Kubernetes - Pod

apiVersion: v1
kind: Pod

Use controllers to manage pods, do not manage pods directly

Deployment -> ReplicaSet -> Pod

Containers in a Pod

In the simplest cases, each pod just have 1 container; in some cases each pod has more than 1 pods; with sidecars, each pod has at least 2 containers.

Order: first start spec.initContainers then spec.containers; no specific order when sttarting containers in spec.containers.

Init containers run and complete their tasks before the main application container starts. Unlike sidecar containers, init containers are not continuously running alongside the main containers.

Native Sidecar Containers since Kubernetes 1.28

Before 1.28:

sidecar container is part of spec.containers
- if app container starts faster than sidecar container, or shuts down after the sidecar container (i.e. sidecar container life-syscle shorter than app container), the app container cannot access the network.
- if app container exists but sidecar containers runs, the pod will be running indefinitely.
- init containers run before sidecar container, so cannot access the network.

After 1.28:

sidecar container is part of spec.initContainers but with restartPolicy: Always
- later containers in the list of spec.initContainers, and all normal spec.containers will not start until the sidecar container is ready.
- the pod will terminate even if the sidecar container is still running.

Example:

apiVersion: v1
kind: Pod
spec:
  initContainers:
  - name: network-proxy
    image: network-proxy:1.0
    restartPolicy: Always
  containers:
  ...

The sidecar containers can communicate with the main container over a socket with a gRPC protocol.

Pod Termination Process

TL;DR: In Kubernetes, a SIGTERM command is always sent before SIGKILL, to give containers a chance to shut down gracefully.

A Terminating Pod is not deleted yet. Here's the termination process:

Terminating: the Pod is removed from the endpoints list of all Services, it stops getting new traffic. Containers running in the pod will not be affected.
Trigger PreStop Hook.
SIGTERM signal is sent to the pod (and the containers).
K8s wait for the up to "termination grace period" (timer start BEFORE PreStop hook is triggered). By default, this is 30 seconds. can be configured by Pod's .spec.terminationGracePeriodSeconds.
SIGKILL signal is sent to pod, and the pod is removed. If the containers are still running after the grace period, they are sent the SIGKILL signal and forcibly removed. At this point, all Kubernetes objects are cleaned up as well.

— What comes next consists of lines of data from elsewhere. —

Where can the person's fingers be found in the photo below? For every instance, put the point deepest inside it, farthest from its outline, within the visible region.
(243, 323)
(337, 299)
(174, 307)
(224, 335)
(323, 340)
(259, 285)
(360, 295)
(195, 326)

Expect exit code 143 if the container terminated gracefully with SIGTERM, or exit code 137 if it was forcefully terminated using SIGKILL.

Note on SIGTERM:

main process: By default, the main process will receive the signal; To properly propagate the SIGTERM signal to the main process in a Kubernetes pod, you need to modify the entrypoint script to ensure that the signal is forwarded to the main process. One way to do this is to use the exec command to replace the shell script process with the main process when launching it. This way, when the SIGTERM signal is sent to the shell script process, it will be forwarded to the main process.
child process: if the main process launches additional child processes, it’s important to ensure that the SIGTERM signal is propagated to those child processes as well. Otherwise, those child processes may be abruptly terminated and leave behind unclean state.

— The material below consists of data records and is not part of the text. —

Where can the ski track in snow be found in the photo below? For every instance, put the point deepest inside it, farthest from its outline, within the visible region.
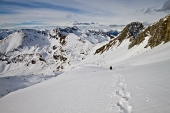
(119, 90)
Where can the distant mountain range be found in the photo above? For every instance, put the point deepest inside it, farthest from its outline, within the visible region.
(59, 48)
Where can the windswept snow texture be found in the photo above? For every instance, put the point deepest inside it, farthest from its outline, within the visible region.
(137, 83)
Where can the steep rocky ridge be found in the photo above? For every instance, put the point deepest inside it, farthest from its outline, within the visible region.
(158, 32)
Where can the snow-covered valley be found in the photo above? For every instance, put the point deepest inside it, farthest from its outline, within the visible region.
(96, 77)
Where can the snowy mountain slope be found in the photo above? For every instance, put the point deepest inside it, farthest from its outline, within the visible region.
(138, 81)
(131, 86)
(4, 33)
(44, 54)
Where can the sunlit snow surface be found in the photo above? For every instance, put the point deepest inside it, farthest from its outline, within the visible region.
(138, 83)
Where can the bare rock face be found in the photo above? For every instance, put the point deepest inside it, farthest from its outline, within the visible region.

If /bin/sh is running as pid 1, it swallows the SIGTERM and doesn't terminate the subprocess.

Volume

Inside Pod, volumes need to be configured in 2 types of places:

.spec.volumes: ref to pvc, configmap, secret, emptyDir, etc.
.spec.containers[].volumeMounts:
- ref to volumes
- mountPath

Volumes examples:

volumes:
  # PVC example
  - name: mydisk
    persistentVolumeClaim:                                                  claimName: xxx-xxx
  # host-path example
  - name: myvolume
    hostPath:
      path: /mnt/vpath

Entrypoint

A pod can override entrypoint by specifying command in the spec:

kind: Pod
spec:
  containers:
    - image: some/image
      command: ['/bin/command']
      args: ['arg1', 'arg2', 'arg3']

Pod fields override Dockerfile:

command => overrides ENTRYPOINT
args => overrides CMD

Toleration

If any new Pods tolerate the node.kubernetes.io/unschedulable taint, then those Pods might be scheduled to the node you have drained. Avoid tolerating that taint other than for DaemonSets.

$ kubectl uncordon <node name>

afterwards to tell Kubernetes that it can resume scheduling new pods onto the node.

spec.hostNetwork

If .spec.hostNetwork is true, the pod's podIP is set to the host machine IP, so it can use the host machine's physical interface (eth0). It disables Kubernetes's networking layer.

Use case: a worker pool consisting of Pods that don't need to run HTTP servers but instead make outgoing requests to a message broker.

spec.dnsPolicy

If hostNetwork: true, then dnsPolicy: ClusterFirstWithHostNet. Even though it uses hostNetwork, it will require CoreDNS for cluster DNS resolution. This allows the pod to call out to other Services.

It is required to use ClusterFirstWithHostNet if the pod needs to resolve cluster.local based DNS names.

Pods running with hostNetwork: true and ClusterFirst will fallback to the behavior of the Default policy.

spec.priorityClassName

For critical pods (e.g. networking, DNS, etc), set priorityClassName to:

system-node-critical (highest priority)
system-cluster-critical (lower than system-node-critical but still critical)

Images

Pod reference image by tag

haproxy:v2.2.25-gke.4

or by sha

haproxy:v2.2.25-gke.4@sha256:27f260a9f4b2f1848b360c044d94b957b2fe513d2c2afc6daf4e3c148c2a39f4

Digest Stability: While constructing the image bundle, we use docker save to save the image into the image bundle tar ball. Digests computed for the images saved using this scheme are not stable. In other words, when these images are being copied to different private registries by different customers, the digest changes, because the registry URL is taken into account for computing the digest. Solution to make the digests stable is to save the images using oci-format image manifests, using a image save tool supporting this format. (e.g. crane)